En quoi consiste le projet ?
Ces braves gens ont trouvé que dans le monde de la réservation de voyage, il fallait séparer les deux volets que sont
- d’une part la disponibilité
- d’autre part les utilisateurs
Si on interroge les professionnels du tourisme et même les clients, eux parleraient de marketing
Au delà de légèrement tordre le bras des hôtels pour avoir de l’inventaire, n’est ce pas le MAR-KE-TING qui fait des OTAs des champions de la vente en ligne de chambre d’hôtel ?
Chuuuut, c’est secondaire !
C’est quoi la blockchain ?
On peut énumérer plein de définitions de la blockchain, néanmoins celle de Wikipedia n’est pas trop mal :
Une (ou un) blockchain, ou chaîne de blocs, est une technologie de stockage et de transmission d’informations sans organe de contrôle. Techniquement, il s’agit d’une base de données distribuée dont les informations envoyées par les utilisateurs et les liens internes à la base sont vérifiés et groupés à intervalles de temps réguliers en blocs, l’ensemble étant sécurisé par cryptographie, et formant ainsi une chaîne. Par extension, une chaîne de blocs est une base de données distribuée qui gère une liste d’enregistrements protégés contre la falsification ou la modification par les nœuds de stockage.
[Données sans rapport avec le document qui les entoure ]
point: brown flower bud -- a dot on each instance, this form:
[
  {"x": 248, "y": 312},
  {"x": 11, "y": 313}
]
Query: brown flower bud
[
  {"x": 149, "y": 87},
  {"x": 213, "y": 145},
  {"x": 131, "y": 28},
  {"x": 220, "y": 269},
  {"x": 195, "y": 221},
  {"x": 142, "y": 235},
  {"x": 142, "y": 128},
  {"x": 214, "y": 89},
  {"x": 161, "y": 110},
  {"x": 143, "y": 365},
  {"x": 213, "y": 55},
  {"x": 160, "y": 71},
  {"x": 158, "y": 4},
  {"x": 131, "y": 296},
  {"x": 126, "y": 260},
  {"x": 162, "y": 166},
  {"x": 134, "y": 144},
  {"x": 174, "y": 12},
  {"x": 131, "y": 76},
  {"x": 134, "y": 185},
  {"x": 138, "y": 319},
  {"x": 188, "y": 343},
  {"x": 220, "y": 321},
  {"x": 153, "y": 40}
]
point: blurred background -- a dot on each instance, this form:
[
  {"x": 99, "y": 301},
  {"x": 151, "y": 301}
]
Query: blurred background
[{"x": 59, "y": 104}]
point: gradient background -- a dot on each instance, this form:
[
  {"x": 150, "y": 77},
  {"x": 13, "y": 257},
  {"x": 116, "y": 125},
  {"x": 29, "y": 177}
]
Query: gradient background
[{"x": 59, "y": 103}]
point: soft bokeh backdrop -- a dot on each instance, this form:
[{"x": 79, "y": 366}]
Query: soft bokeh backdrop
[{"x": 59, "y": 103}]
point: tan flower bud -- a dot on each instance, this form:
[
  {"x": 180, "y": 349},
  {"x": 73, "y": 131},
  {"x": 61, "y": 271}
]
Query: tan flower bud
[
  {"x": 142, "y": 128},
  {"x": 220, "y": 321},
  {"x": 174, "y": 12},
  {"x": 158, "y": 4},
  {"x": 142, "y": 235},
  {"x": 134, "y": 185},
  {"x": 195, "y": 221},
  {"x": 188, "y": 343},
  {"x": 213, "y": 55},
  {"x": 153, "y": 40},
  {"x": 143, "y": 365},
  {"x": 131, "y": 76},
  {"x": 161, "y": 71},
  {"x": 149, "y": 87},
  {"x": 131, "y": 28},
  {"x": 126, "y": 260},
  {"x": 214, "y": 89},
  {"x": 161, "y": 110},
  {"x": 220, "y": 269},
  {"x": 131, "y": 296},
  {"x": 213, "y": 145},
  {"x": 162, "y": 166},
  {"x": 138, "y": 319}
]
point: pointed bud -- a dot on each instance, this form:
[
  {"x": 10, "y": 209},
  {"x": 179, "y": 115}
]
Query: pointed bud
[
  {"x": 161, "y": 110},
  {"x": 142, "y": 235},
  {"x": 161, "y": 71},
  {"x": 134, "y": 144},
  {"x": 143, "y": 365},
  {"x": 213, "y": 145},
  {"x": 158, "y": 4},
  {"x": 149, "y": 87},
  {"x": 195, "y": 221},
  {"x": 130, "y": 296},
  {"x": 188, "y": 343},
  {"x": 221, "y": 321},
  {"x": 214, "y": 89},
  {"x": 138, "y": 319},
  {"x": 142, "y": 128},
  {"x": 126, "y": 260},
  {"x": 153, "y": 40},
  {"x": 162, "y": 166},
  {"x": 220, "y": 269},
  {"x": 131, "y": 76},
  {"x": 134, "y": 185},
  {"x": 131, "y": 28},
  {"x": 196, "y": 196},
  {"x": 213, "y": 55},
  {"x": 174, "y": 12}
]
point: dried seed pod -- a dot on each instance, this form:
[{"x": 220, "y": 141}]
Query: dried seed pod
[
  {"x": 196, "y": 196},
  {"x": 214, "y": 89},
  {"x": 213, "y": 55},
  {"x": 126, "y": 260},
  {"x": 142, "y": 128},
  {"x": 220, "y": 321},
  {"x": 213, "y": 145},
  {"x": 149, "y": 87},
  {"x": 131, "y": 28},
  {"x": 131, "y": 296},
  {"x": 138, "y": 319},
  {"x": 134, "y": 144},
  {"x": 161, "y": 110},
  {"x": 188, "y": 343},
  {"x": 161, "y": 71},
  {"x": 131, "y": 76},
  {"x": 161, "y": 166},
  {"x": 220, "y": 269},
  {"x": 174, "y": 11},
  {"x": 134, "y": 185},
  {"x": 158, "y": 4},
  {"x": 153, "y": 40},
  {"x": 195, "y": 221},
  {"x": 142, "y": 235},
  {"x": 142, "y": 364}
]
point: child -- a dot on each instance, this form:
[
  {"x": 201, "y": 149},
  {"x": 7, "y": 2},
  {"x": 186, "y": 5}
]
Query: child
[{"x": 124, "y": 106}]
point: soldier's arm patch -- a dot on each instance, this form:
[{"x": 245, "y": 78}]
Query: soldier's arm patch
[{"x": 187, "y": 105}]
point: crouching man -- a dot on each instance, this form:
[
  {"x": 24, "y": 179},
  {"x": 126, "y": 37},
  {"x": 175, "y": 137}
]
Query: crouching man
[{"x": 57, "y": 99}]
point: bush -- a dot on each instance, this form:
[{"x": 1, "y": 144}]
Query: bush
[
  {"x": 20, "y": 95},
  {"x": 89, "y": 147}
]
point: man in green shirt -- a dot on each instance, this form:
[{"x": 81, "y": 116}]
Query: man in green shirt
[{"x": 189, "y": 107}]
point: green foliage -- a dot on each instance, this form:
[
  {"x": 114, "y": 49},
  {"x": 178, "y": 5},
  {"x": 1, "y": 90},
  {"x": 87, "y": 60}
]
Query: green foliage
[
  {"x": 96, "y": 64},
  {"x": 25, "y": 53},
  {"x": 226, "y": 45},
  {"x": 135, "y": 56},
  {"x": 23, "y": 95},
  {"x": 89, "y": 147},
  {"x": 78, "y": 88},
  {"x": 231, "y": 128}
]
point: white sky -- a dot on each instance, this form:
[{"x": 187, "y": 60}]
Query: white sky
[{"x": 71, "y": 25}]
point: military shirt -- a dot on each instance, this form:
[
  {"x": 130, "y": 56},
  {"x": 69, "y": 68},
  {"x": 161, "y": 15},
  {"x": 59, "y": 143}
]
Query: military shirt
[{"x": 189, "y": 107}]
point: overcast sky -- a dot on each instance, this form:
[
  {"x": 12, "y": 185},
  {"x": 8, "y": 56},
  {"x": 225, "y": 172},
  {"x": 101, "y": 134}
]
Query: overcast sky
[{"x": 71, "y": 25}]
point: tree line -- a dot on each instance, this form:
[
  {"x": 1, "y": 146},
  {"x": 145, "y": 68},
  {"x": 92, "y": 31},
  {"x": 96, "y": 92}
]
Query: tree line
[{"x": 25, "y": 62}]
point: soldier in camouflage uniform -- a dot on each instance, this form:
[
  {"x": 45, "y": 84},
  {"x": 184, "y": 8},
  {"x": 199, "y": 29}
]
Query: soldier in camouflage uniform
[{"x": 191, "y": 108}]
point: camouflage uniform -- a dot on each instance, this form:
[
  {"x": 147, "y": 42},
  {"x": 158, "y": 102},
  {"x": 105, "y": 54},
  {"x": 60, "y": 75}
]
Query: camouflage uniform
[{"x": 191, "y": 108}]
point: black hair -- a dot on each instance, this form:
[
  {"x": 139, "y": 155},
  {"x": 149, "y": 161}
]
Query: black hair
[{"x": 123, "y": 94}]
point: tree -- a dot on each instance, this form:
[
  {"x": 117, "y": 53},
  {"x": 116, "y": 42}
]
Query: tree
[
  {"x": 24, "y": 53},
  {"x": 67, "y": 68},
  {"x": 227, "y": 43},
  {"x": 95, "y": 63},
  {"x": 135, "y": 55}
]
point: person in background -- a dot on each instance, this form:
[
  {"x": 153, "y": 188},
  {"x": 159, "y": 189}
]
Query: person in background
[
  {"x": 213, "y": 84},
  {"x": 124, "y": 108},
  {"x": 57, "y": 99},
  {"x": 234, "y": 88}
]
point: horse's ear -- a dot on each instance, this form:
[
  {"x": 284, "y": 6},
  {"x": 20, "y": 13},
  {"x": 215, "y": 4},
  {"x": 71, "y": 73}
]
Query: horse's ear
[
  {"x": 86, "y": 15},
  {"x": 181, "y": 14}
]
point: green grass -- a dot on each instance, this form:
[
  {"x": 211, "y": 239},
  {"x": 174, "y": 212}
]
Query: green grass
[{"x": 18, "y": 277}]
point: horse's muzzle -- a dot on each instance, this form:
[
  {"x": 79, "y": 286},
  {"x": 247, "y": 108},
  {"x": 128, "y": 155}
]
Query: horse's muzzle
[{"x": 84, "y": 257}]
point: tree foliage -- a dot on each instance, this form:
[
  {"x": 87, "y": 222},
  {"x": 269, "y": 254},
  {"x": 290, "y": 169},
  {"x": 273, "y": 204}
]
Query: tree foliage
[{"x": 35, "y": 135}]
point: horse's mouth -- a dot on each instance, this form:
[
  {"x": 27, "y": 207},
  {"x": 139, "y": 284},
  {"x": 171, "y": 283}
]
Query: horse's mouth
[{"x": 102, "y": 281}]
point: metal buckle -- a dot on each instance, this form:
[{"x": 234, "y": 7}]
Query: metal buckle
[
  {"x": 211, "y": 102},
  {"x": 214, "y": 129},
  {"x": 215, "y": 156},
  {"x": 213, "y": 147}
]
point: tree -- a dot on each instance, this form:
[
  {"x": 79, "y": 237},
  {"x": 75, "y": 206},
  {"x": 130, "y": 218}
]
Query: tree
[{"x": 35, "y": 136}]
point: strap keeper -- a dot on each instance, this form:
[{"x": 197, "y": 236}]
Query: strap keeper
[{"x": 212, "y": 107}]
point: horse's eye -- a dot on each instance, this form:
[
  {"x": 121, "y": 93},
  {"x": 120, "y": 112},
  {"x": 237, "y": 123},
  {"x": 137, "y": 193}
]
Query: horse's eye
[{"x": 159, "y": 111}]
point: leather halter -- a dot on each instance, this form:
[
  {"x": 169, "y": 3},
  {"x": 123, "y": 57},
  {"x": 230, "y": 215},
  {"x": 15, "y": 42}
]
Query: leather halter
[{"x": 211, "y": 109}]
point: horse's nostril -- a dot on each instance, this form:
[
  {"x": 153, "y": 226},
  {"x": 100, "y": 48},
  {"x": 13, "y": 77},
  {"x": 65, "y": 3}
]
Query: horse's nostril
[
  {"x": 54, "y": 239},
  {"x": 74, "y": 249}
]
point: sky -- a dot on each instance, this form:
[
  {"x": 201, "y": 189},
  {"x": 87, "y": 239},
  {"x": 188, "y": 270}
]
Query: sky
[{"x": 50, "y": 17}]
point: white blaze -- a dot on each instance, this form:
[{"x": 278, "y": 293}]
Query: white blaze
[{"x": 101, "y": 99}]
Une blockchain est donc un registre distribué et sécurisé de toutes les transactions effectuées depuis le démarrage du système réparti
En fait, si on met de côté les aspects écologiquement désastreux [3] de la blockchain, la blockchain gère plutôt bien des choses dont on a besoin d’horodater et tracer chaque évènement ou transaction :
- gérer une unité d’une monnaie, par exemple un BitCoin ou une des centaines d’autres cryptomonnaies
- gérer des données statiques, par exemple d’identité comme l’a récemment fait l’Office de Tourisme du Canada : le voyageur a ses données stockées dans la blockchain et le service de l’immigration va juste questionner la blockchain pour valider l’identité de la personne physique demandant à entrer au Canada
- autre type de données à stocker, horodater et tracer
L’absence d’autorité centrale pour garantir la preuve et la traçabilité sont les piliers de la blockchain
Dès lors qu’il faut garantir la traçabilité d’une transaction ou d’un évènement, la blockchain est championne. Pour « truander » le système, il faudrait à la même milliseconde (ou même encore moins d’ailleurs) modifier la donnée sur tous les serveurs impliqués et imbriqués dans le processus de certification : hacker 2 serveurs en même temps c’est simple pour certains, hacker des dizaines ou centaines de serveur au même instant et sans se faire pécho est légèrement plus compliqué que de l’écrire. Ben oui, les gens qui ont créé la blockchain sont issus du monde des hackers alors pensez bien qu’ils ont eux aussi... pensé à ça.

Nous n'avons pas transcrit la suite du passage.